Timing of Adverse Events Following Open Reduction and Internal Fixation of the Ankle

Autor: Daniel Bohl MD, MPH, Simon Lee MD, Kamran Hamid MD, Johnny Lin MD, George Holmes MD
Jazyk: angličtina
Rok vydání: 2018
Předmět:
Zdroj: Foot & Ankle Orthopaedics, Vol 3 (2018)
Druh dokumentu: article
ISSN: 2473-0114
24730114
DOI: 10.1177/2473011418S00164
Popis: Category: Ankle Introduction/Purpose: There is increasing interest in the early identification and treatment of adverse medical events following orthopaedic procedures. The purpose of this study is to characterize the timing of adverse events following open reduction and internal fixation of closed fractures of the ankle. Methods: A retrospective cohort study was conducted using the American College of Surgeons National Surgical Quality Improvement Program. A total of 17,318 patients undergoing open reduction and internal fixation of closed ankle fractures were identified. For each of eight different adverse events, the median postoperative day of diagnosis, interquartile range for day of diagnosis, and middle 80% for day of diagnosis were determined. Timing was compared between uni-malleolar and bi-/tri-malleolar fractures. Results: The median day of diagnosis (and interquartile range; middle 80%) for myocardial infarction was 2 (1-5; 0-17), pneumonia 3 (2-7; 1-19), acute kidney injury 6.5 (2-18; 2-20), urinary tract infection 7 (2-14; 0-24), pulmonary embolism 10 (3-21; 0-27), sepsis 15 (4-22; 1-28), deep vein thrombosis 17 (10-22; 3-27), and surgical site infection 19 (14-25; 8-28; Figure 1).

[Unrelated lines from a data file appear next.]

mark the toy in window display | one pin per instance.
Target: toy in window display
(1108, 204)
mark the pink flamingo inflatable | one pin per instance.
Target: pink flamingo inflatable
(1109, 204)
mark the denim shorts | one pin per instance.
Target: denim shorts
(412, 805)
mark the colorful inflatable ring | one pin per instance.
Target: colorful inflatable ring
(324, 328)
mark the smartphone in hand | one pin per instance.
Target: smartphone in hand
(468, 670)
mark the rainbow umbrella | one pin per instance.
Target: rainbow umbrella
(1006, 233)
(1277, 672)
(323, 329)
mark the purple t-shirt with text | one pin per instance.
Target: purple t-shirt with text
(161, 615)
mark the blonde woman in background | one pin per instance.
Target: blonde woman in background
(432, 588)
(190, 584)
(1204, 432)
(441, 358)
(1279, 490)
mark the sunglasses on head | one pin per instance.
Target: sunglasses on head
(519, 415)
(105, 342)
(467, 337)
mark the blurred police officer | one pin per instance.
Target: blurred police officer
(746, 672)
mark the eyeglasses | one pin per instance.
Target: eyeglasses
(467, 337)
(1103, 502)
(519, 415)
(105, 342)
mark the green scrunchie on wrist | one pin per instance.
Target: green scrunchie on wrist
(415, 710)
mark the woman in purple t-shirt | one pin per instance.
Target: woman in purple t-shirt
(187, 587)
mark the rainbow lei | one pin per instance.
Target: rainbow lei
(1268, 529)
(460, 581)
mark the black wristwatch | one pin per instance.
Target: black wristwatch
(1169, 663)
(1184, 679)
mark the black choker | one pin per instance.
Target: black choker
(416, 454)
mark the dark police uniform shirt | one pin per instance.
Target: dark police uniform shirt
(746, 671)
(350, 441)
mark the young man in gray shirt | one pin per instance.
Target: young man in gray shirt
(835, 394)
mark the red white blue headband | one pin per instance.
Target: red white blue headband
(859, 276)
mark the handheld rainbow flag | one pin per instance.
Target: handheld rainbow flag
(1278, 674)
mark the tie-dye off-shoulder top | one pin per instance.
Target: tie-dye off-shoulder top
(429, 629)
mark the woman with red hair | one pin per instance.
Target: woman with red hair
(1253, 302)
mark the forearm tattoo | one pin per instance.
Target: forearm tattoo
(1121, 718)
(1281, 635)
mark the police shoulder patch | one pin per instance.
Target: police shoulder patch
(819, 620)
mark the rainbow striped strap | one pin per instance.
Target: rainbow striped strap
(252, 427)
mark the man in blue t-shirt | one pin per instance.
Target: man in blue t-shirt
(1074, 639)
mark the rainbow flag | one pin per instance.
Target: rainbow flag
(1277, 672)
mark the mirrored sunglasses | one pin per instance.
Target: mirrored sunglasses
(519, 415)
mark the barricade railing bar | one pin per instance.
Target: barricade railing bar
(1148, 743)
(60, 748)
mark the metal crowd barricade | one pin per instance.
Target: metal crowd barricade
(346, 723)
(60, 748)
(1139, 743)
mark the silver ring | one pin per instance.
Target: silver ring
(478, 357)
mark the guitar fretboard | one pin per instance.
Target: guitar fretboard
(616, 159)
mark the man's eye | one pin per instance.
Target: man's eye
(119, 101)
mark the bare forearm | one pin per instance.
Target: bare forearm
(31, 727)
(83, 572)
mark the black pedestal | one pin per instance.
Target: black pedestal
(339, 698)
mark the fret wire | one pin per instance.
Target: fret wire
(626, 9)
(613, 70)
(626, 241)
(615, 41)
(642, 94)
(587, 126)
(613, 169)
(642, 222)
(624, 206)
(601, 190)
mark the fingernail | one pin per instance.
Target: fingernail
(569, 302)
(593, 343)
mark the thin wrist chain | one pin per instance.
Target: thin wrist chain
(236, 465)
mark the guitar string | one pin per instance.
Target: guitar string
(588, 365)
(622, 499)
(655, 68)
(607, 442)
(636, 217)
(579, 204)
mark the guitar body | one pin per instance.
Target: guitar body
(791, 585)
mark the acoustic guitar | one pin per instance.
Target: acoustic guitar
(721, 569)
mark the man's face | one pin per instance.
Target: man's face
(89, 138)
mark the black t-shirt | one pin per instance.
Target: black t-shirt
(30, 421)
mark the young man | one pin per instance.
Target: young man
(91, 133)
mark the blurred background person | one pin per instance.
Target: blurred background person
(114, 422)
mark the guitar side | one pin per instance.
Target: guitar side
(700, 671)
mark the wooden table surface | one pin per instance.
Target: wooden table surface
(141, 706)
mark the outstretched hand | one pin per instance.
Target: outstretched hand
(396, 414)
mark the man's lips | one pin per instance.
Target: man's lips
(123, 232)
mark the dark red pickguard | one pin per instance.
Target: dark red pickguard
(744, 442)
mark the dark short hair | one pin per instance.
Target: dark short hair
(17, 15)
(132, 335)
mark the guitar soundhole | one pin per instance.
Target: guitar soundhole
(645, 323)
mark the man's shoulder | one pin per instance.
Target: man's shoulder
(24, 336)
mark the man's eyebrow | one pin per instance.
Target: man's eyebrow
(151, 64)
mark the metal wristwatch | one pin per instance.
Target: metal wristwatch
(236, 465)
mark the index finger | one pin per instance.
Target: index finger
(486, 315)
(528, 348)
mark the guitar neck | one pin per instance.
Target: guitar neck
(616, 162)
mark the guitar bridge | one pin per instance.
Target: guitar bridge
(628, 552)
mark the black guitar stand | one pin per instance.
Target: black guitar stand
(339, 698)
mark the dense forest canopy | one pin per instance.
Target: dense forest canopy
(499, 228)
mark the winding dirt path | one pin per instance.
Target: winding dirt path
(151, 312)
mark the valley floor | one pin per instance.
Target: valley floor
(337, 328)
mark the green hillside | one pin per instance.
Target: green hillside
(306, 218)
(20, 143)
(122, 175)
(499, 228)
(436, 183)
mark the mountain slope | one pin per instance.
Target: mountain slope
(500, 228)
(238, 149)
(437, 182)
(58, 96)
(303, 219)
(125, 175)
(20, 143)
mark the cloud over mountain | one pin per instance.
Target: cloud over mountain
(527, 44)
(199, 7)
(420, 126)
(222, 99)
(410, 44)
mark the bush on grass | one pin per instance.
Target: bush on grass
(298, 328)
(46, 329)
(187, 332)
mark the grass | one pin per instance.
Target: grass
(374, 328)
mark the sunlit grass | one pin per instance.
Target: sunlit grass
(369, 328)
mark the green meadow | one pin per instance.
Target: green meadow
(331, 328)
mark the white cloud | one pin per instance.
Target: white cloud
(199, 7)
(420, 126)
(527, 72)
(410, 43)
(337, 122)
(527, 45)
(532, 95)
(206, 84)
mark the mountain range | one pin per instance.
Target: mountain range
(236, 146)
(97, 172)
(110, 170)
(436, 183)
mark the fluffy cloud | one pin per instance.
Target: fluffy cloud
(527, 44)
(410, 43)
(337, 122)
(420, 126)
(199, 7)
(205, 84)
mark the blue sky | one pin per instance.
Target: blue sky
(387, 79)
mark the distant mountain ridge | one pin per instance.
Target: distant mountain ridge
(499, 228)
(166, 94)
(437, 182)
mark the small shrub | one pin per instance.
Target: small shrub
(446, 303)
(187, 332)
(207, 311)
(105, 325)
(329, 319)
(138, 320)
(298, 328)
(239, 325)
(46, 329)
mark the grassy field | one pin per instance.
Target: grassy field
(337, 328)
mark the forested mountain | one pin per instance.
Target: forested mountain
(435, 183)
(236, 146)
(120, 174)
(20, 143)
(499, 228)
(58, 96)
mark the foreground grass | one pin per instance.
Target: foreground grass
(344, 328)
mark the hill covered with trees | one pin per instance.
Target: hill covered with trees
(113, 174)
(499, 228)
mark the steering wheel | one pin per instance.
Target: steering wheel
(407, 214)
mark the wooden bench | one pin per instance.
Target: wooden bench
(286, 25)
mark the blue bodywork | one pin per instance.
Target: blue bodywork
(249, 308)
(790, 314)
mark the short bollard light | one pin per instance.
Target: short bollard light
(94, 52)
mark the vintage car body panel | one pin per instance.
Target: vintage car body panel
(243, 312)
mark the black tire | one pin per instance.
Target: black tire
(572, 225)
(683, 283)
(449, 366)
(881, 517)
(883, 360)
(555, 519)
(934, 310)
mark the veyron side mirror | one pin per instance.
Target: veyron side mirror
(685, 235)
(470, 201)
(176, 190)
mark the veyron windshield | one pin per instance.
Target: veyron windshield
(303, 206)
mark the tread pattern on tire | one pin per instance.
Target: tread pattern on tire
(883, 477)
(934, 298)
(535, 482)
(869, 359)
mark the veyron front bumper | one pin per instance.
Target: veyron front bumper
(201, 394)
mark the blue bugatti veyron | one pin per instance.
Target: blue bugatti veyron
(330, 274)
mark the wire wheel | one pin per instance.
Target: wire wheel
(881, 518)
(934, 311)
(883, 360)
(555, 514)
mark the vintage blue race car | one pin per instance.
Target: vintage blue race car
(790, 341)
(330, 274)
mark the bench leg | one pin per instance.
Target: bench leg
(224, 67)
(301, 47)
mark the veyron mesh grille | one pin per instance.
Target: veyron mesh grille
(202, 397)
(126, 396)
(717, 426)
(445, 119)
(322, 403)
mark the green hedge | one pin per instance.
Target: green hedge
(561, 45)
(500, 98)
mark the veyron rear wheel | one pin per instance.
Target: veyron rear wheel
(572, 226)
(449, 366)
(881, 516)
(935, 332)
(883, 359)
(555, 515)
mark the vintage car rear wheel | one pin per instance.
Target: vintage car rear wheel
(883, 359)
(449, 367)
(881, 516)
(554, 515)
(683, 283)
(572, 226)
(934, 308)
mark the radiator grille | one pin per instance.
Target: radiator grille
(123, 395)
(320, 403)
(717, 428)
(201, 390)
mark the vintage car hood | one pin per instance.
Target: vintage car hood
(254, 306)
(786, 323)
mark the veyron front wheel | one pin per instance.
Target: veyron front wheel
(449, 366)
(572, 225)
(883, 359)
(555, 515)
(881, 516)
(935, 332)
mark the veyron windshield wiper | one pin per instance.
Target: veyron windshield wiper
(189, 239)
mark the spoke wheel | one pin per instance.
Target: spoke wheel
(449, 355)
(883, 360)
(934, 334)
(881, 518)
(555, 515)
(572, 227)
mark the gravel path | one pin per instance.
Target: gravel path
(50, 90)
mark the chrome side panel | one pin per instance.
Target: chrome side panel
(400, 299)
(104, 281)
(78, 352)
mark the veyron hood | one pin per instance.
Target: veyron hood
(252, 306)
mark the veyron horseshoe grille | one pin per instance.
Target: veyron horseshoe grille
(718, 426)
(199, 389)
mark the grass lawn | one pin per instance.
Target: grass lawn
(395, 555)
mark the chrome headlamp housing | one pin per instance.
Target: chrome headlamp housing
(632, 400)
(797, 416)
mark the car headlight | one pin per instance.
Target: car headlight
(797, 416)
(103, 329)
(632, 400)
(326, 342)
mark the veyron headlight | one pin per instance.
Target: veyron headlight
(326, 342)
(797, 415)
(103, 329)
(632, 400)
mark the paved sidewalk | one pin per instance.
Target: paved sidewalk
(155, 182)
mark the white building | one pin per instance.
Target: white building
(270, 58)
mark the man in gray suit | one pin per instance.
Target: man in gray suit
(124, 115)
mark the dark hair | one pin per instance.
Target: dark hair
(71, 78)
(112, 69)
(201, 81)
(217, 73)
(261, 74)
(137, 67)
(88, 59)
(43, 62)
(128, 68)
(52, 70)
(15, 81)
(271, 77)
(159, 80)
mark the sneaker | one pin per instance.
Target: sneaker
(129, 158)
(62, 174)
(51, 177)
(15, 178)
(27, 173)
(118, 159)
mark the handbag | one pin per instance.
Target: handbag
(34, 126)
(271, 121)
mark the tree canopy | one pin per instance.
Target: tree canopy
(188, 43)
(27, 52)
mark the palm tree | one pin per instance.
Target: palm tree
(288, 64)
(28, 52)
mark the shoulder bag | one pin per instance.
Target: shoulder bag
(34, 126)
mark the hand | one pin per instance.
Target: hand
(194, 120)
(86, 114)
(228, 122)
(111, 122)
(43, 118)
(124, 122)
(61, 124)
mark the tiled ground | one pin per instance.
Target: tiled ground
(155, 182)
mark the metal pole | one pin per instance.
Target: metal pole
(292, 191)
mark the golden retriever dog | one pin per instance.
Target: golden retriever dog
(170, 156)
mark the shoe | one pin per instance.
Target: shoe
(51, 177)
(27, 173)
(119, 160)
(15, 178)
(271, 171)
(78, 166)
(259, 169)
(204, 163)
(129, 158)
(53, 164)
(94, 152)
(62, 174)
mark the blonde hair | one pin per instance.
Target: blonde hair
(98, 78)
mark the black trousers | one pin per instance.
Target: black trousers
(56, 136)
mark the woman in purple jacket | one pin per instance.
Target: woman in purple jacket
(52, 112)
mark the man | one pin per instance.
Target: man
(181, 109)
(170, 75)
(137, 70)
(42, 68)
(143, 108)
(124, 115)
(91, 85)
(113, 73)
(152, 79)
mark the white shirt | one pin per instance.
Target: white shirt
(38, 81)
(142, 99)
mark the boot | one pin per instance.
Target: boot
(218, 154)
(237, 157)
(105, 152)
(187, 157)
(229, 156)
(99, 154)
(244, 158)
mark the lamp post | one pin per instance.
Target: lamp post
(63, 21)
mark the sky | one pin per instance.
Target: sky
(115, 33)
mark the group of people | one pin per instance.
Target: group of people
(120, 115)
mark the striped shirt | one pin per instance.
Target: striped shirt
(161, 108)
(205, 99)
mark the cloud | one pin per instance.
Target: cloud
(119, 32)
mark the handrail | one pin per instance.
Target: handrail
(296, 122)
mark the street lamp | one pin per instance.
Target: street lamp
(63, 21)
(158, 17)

Myocardial infarction occured earlier in patients with bi-/tri-malleolar fractures than in patients with uni-malleolar fractures (median postoperative day 2 versus 10, p=0.041). Similarly, sepsis occured earlier in patients with bi-/tri-malleolar fractures than in patients with uni-malleolar fractures (median day 10 versus 20.5, p=0.022). For the other 6 adverse events, there was no difference in timing between patients with uni-malleolar and patients with bi-/tri-malleolar fractures (p>0.05 for each). Conclusion: These precisely described time periods for occurrence of specific adverse events enable heightened awareness amongst orthopaedic surgeons during the first month following open reduction and internal fixation of the ankle. Orthopaedic surgeons should have the lowest threshold for testing for each adverse event during the time period of greatest risk.